Question: When should I deploy my assemblies into the GAC?

Answer: Never

Actual, honest, Real Answer: Hardly Ever

Discussion

Only drop things into the GAC when multiple apps on the machine will use the assembly, and when the assembly is foundational (likely to be used by multiple apps), when it is signed, and when you expect to almost never update that assembly. Maybe add into that, when having multiple independent versions of a DLL deployed with each application would actually be harmful.

An example of the latter is: suppose you have 2 independent applications, independently developed and independently deployed. Nevertheless, there is a possibbility that they will inter-communicate. They will exchange ... something... over .NET Remoting on the local machine. If you have a single assembly in the GAC, these apps are assured that the inter-communication will just work. If, however, they each have a separate version of an assembly, they may not be able to exchange objects. This is such a rare occurrence that you probably don't need it. If you're not sure, then you don't need it.

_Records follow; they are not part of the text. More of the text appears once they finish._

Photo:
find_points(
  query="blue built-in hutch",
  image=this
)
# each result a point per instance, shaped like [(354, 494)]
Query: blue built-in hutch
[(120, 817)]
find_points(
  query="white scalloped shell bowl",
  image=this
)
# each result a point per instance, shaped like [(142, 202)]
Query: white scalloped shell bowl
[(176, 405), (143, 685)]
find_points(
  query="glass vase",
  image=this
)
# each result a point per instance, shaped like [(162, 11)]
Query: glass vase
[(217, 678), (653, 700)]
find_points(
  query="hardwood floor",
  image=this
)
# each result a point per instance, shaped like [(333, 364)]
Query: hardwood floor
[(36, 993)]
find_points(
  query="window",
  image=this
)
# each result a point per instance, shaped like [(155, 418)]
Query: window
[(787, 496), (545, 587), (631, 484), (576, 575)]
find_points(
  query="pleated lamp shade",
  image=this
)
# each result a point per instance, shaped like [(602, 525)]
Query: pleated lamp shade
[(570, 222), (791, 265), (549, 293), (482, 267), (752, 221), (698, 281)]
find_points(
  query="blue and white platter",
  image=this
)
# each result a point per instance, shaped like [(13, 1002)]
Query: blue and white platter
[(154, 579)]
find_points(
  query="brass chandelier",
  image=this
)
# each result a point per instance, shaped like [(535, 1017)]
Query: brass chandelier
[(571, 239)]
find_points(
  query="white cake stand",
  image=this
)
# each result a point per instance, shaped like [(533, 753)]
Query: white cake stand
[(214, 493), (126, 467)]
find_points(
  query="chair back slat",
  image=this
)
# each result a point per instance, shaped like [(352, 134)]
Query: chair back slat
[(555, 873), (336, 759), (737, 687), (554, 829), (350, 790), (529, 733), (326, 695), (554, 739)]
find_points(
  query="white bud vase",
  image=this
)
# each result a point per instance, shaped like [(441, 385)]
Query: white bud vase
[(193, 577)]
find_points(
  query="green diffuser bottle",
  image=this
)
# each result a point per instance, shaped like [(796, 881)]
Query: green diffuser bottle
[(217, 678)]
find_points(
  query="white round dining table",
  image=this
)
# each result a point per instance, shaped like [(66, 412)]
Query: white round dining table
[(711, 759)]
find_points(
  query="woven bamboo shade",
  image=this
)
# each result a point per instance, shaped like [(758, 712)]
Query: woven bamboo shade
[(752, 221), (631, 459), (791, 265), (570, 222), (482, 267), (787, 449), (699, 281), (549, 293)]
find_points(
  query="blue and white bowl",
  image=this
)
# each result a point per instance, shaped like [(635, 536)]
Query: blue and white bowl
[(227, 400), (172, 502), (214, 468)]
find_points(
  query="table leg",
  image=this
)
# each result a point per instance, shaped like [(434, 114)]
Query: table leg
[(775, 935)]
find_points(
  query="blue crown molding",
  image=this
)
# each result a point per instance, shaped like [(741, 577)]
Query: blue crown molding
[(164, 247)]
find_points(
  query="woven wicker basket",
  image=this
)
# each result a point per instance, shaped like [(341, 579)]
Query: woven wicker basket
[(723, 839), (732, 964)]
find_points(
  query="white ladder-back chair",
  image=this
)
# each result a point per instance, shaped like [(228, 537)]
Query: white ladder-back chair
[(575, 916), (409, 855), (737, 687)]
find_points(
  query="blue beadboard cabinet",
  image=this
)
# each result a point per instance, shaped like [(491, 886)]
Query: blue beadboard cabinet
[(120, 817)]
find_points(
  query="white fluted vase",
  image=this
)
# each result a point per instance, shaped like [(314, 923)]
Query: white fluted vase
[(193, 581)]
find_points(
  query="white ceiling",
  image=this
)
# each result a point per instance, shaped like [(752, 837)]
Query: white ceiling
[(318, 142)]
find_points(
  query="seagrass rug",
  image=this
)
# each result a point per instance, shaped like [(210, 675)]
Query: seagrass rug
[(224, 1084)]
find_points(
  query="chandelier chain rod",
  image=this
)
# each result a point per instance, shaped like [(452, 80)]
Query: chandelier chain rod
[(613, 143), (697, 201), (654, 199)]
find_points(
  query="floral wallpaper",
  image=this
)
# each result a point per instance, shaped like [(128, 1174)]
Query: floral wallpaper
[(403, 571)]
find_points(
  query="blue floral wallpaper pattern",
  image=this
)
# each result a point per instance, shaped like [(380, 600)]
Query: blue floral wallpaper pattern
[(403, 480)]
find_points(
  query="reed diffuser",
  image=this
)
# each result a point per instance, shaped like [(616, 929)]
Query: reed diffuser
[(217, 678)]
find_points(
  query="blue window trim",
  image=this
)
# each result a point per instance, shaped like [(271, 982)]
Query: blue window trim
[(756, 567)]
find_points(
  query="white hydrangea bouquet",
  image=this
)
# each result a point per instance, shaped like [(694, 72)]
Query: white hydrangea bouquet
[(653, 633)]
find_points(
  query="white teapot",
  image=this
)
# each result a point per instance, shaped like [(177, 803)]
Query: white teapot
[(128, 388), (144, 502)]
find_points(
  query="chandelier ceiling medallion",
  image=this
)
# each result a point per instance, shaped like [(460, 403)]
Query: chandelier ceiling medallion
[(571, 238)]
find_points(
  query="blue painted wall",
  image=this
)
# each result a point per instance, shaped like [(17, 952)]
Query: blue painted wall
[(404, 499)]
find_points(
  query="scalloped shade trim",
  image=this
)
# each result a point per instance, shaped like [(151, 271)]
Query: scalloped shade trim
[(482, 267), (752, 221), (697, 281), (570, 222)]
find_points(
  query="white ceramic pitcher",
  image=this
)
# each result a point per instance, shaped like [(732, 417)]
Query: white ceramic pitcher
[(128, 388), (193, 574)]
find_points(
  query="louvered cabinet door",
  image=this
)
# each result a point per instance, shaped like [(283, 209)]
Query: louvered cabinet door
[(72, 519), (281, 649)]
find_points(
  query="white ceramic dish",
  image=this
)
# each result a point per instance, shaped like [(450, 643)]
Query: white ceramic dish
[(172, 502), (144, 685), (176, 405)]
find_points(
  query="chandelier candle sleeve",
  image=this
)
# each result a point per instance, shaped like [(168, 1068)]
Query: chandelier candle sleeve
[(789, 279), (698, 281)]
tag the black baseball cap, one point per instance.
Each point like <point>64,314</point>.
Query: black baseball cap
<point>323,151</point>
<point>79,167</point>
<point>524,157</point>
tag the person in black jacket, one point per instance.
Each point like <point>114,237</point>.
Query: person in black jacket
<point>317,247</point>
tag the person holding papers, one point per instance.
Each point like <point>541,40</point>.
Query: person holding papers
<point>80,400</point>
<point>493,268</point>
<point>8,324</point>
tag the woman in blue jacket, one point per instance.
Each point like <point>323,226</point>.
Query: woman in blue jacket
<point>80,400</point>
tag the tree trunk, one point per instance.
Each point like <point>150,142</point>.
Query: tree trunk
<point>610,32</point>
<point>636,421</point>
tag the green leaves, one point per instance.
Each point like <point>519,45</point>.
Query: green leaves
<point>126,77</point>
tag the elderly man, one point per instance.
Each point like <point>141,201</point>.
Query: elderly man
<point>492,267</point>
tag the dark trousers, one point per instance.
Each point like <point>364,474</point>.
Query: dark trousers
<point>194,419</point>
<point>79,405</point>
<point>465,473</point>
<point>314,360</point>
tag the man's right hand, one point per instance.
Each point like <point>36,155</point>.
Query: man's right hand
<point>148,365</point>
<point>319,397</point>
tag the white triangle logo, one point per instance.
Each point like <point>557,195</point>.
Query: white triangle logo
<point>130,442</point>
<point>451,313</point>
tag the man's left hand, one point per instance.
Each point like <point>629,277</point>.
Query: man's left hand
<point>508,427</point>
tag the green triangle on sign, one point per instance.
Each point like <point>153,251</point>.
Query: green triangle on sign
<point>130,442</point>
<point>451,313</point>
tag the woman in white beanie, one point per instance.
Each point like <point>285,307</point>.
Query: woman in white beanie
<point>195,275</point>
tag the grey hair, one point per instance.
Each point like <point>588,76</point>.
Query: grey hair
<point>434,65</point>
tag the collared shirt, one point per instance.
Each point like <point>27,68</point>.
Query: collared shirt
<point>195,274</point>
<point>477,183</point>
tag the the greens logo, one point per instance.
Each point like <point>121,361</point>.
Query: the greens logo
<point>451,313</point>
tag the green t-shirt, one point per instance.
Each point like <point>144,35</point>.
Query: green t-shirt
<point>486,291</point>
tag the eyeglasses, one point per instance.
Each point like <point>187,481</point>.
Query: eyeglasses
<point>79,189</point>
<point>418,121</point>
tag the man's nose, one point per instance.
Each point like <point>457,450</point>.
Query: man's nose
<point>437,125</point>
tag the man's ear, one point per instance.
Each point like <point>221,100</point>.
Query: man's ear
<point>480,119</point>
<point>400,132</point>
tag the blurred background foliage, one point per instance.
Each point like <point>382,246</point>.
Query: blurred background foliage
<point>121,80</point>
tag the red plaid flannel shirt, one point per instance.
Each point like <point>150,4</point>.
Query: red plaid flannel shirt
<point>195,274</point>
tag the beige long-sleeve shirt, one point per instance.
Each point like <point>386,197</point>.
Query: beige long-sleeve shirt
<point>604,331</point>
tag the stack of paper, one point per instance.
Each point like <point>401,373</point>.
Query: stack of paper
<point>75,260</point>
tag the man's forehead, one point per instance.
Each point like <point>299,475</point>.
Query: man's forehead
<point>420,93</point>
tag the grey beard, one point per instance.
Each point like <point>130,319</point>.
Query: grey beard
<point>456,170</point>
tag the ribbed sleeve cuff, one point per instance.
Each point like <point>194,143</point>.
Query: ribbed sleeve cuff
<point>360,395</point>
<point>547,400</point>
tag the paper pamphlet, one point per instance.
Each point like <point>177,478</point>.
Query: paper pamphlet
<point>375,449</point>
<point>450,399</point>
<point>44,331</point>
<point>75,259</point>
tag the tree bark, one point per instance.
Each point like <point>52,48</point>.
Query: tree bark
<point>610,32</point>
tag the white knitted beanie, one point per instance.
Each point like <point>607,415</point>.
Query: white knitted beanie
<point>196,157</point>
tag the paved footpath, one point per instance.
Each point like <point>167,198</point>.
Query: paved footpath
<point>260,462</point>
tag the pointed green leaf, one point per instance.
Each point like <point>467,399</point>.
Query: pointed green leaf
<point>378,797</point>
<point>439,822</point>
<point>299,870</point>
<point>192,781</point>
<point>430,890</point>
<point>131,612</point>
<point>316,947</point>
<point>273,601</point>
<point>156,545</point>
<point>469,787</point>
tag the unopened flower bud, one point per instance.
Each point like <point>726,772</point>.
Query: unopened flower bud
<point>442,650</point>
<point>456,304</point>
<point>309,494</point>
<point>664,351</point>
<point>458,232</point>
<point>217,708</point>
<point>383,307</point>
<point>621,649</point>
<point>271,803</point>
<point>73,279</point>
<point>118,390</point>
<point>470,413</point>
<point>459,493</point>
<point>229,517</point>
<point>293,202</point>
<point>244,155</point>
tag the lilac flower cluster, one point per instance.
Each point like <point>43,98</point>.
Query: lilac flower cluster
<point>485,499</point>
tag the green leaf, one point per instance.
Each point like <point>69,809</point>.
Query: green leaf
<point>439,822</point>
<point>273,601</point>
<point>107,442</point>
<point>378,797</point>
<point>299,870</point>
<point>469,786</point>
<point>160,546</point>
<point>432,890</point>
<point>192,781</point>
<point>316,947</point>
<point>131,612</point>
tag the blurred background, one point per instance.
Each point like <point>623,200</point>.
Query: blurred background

The base GAC scenario is the .NET Base Class Library. These assemblies are shipped by Microsoft. They are authoritative. They are foundational. and signed. They rarely change. All apps should use the same copies of those DLLs. Therefore, they belong in the GAC.

In contrast, your application DLLs are not from Microsoft, they are not foundational, and probably not signed. They change more often, and there are only few apps (maybe only one!) that use each DLL. No GAC.


I could imagine a hardware device, let's say a digital camera, that installs a .NET assembly to allow programmability. That's a scenario where the assembly might fit well into the GAC. It allows arbitrary .NET apps to access the digital camera programmatically.


Your log4net example is not, in my opinion, enough to justify putting the assembly in the GAC. Imagine the scenario where one of the apps gets an update, and as part of the update it uses a new version of log4net. Now what? Should the new log4net assembly be placed into the GAC? Probably not.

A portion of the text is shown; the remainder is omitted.